An everyday application of Latent Semantic Analysis (LSA) is the Google search engine where words that are semantically/contextually similar are also returned in the search query.  Type in “run” and the search will also pick up “ran”, “runs” and “running”. LSA allows natural language processing of vast collections of data, such as web pages, to provide information about how similar words are related to each other in (semantic) context by converting words into vectors (vectorial semantics) and applying singular value decomposition to the matrix.  In this way, the data itself is used to create a ‘latent semantic dictionary/thesaurus’ which reflects the context of the documents being analysed.

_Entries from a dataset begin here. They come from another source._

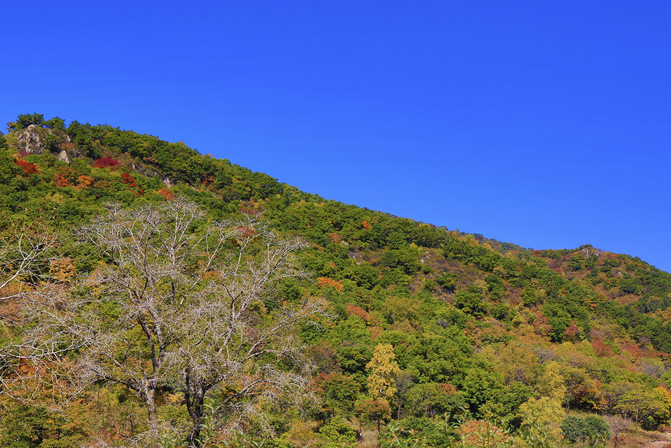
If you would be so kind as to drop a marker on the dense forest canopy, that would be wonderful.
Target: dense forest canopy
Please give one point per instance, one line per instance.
(154, 296)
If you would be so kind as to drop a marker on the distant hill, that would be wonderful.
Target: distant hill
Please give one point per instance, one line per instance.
(429, 332)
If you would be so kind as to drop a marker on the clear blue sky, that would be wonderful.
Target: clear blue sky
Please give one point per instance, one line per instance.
(545, 124)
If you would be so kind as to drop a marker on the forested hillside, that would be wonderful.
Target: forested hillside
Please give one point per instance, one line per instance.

LSA captures the contextual relationships between text documents and word meanings.  Taking into account the context in which words are used is important for linguistic analysis.  The contextual meaning of words change over time and across social groups.  An example of the importance of context is how the meaning of ‘terrific’ changes over time.  Latent semantic analysis of documents from the second half of the 19th century would show ‘terrific’ as similar to ‘horror’. While documents from the second half of the 20th century would show ‘horror’ as now being the opposite of ‘terrific’.

LSA can also be used to categorize documents based on similarities in word usage and ‘commonality of context’.  LSA  is one of the methods used to try and identify (speculate) who the ‘real’ Shakespeare was by comparing the works of Shakespeare with the writings of other contemporaries.   It is this application of LSA that I’m most interested in.

Where the meaning words should remain constant as a function of narrow time frames and geographical locations, it should be possible to identify economic decision types through their unique ‘commonality of context’.  The relationship between preferences across groups can then be analysed and hopefully shed light on the underlying architecture of the decision process.